New York Film Festival 2021

FILM AT LINCOLN CENTER, NEW YORK, NY
SEPTEMBER 24 - OCTOBER 10, 2021

Drake Stutesman 

Some films to see:


ALL ABOUT MY SISTERS

2021

Wang Qiong

USA

175 min.

Wang Qiong’s documentary about her family, All About My Sisters, is in a category by itself. Director, cinematographer, editor, sound mixer, interviewer and participant, Wang shows immense talent in all her roles. She absorbs the difficulties of the documentary form by reflecting various genres, making a film that emerges as something unusual. It is not an essay-film but is similar. All About My Sisters, in looking at Wang’s family through the realities of society, misogyny, and belief, is both an art film and a political film. But it is not in the genres of either.

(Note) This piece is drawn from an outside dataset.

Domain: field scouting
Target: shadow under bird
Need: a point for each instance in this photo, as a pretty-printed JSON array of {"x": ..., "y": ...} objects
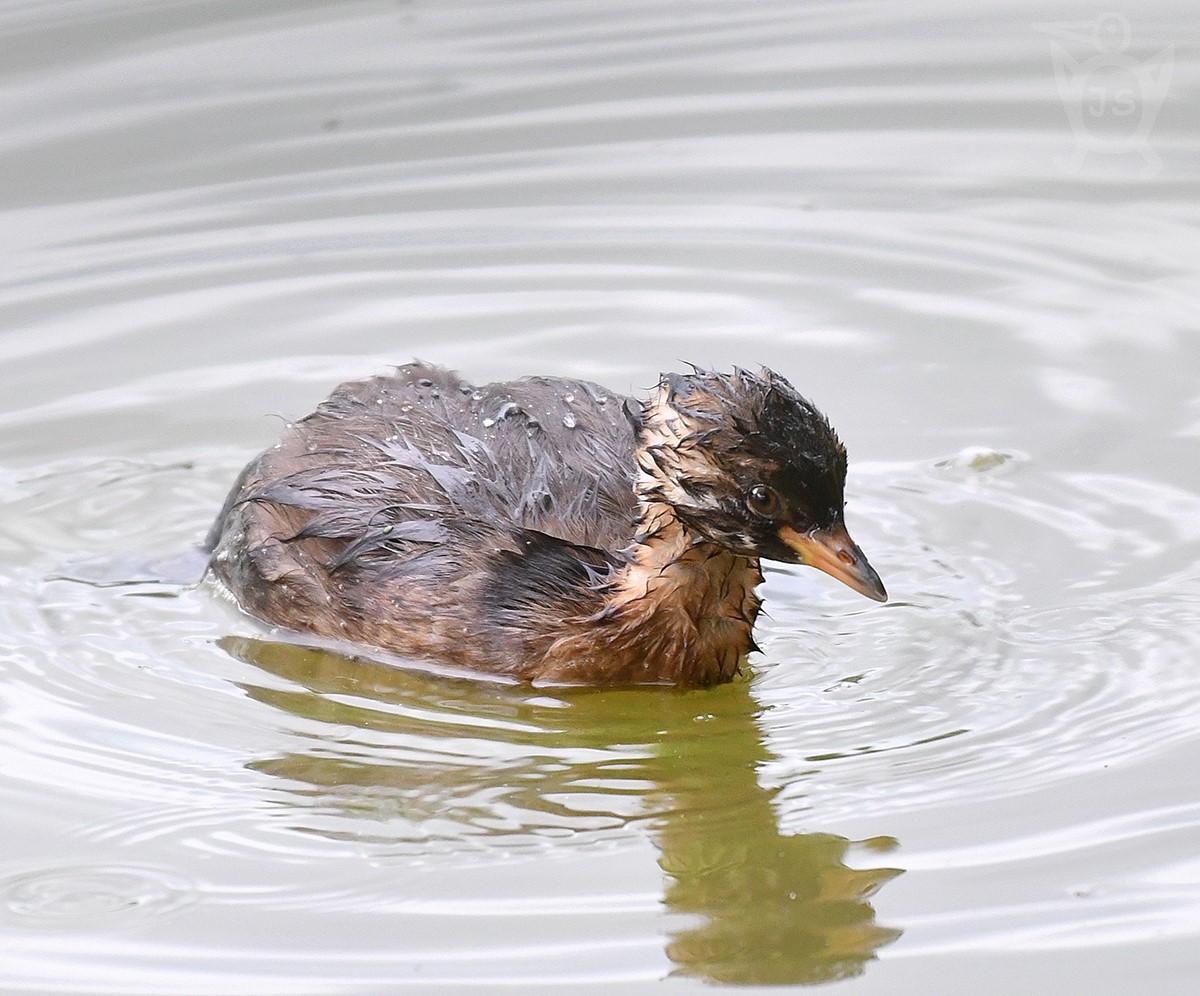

Focusing on her family, who run a photography shop in Ji’an, a small city in southern China where Wang was brought up, the film concentrates on the life of her half-sister, Zhou Jin, who, as an infant, was left to die on the street, a practice of China’s One Child Policy, instigated into law in 1980 and removed in 2015. Only weeks old, Zhou was near starvation when taken in by her aunt and uncle and brought up not far from her real parents and siblings, who knew where she was.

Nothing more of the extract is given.